Anderson said she'd been waiting for that phone call for four decades. Anderson then met up with her daughter at her home just across town in Des Moines.

"I had absolutely no idea where she was, and for her to be here all my life, never to have left, on the other side of town," said Wardlaw.

Anderson said she was "a 19-year-old single girl" when she was pregnant with Wardlaw.

"Nobody was happy or excited for me, not just because she was out of wedlock — which was pretty important back then — but because she was part African-American," said Anderson. She said her mother kicked her out of the house, and she decided "to release her daughter for adoption so she could have a family."

Wardlaw said she doesn't hold any grudges against Anderson.

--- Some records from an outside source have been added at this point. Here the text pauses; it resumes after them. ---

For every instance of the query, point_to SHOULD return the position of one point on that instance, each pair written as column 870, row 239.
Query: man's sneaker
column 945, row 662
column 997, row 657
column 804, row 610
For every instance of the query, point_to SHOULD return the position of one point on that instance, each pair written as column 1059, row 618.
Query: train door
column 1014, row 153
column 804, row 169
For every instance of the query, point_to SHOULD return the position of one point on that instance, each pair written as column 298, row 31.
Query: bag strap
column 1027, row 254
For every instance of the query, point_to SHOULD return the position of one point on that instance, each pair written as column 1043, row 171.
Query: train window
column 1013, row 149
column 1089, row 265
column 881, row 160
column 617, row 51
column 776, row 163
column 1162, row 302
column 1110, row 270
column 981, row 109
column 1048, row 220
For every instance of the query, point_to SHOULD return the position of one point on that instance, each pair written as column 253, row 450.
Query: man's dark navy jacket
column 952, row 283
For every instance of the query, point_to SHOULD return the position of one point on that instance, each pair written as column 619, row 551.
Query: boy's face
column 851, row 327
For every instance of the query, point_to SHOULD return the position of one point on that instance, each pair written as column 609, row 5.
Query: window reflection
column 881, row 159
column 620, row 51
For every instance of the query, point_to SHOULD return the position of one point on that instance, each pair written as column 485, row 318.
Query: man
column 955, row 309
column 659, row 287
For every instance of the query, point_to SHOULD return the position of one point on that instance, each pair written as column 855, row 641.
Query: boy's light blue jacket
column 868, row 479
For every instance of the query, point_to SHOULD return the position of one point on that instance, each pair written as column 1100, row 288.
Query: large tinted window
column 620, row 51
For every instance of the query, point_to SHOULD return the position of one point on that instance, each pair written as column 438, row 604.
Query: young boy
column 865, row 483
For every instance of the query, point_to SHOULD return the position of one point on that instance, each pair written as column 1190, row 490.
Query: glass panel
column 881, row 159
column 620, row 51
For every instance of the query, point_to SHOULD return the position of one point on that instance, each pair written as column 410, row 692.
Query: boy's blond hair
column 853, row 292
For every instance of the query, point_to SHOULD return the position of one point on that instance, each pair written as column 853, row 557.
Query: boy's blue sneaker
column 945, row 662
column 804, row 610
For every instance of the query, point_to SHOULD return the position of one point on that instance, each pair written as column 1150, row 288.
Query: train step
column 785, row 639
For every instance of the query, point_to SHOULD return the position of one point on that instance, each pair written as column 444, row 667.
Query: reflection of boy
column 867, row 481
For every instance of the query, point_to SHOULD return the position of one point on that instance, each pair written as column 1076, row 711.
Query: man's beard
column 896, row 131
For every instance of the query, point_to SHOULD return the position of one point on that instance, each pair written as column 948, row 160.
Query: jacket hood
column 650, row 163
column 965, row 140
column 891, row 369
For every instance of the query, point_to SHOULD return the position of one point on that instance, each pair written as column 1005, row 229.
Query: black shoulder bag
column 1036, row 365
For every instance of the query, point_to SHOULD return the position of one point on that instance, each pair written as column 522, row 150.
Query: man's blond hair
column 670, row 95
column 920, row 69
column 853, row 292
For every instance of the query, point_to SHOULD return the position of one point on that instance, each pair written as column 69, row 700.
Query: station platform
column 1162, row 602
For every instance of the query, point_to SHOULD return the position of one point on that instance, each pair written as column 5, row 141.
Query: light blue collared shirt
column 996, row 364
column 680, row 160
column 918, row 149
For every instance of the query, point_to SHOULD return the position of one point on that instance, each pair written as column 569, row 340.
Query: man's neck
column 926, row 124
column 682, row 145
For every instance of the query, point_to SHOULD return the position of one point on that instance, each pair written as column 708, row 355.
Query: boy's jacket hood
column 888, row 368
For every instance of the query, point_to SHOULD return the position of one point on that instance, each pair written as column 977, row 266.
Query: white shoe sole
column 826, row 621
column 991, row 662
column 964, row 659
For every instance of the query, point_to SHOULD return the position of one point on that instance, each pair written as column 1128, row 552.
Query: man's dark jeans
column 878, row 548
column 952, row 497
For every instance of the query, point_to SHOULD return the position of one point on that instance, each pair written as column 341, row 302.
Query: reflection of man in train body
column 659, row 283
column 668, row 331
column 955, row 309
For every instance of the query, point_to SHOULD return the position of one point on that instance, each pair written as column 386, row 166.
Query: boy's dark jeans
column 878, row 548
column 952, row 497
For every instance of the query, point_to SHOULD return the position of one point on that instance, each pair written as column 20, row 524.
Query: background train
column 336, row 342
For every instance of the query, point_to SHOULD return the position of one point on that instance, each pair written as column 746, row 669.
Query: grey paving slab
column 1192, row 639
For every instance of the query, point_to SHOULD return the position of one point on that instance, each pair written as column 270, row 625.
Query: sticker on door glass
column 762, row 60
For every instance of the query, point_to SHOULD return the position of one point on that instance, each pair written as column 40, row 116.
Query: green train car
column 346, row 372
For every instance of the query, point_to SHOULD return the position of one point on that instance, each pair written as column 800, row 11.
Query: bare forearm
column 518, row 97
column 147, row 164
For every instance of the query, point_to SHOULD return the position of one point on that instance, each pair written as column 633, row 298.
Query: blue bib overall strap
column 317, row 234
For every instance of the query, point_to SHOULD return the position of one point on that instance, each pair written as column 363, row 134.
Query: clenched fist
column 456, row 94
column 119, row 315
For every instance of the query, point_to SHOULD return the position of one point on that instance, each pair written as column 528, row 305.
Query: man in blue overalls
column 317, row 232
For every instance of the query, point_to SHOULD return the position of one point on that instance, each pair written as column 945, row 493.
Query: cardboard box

"It's kind of hard for me to compartmentalize my emotions right now," Wardlaw said. "Because I still think that while this was great, the times that she lived in and the pressure that she was under and the racism that was out there makes me angry. I find myself getting angry at society because someone's color of their skin can make somebody feel less than. And that bothers me."

Wardlaw said she's reached out to her birth father too.

Anderson said she hopes to start making up for lost time.

"I was just getting ready to send her flowers that say, 'With love and celebration for all the events I missed,'" Anderson said. "I want to send her something today that tells her it was real, and I am here."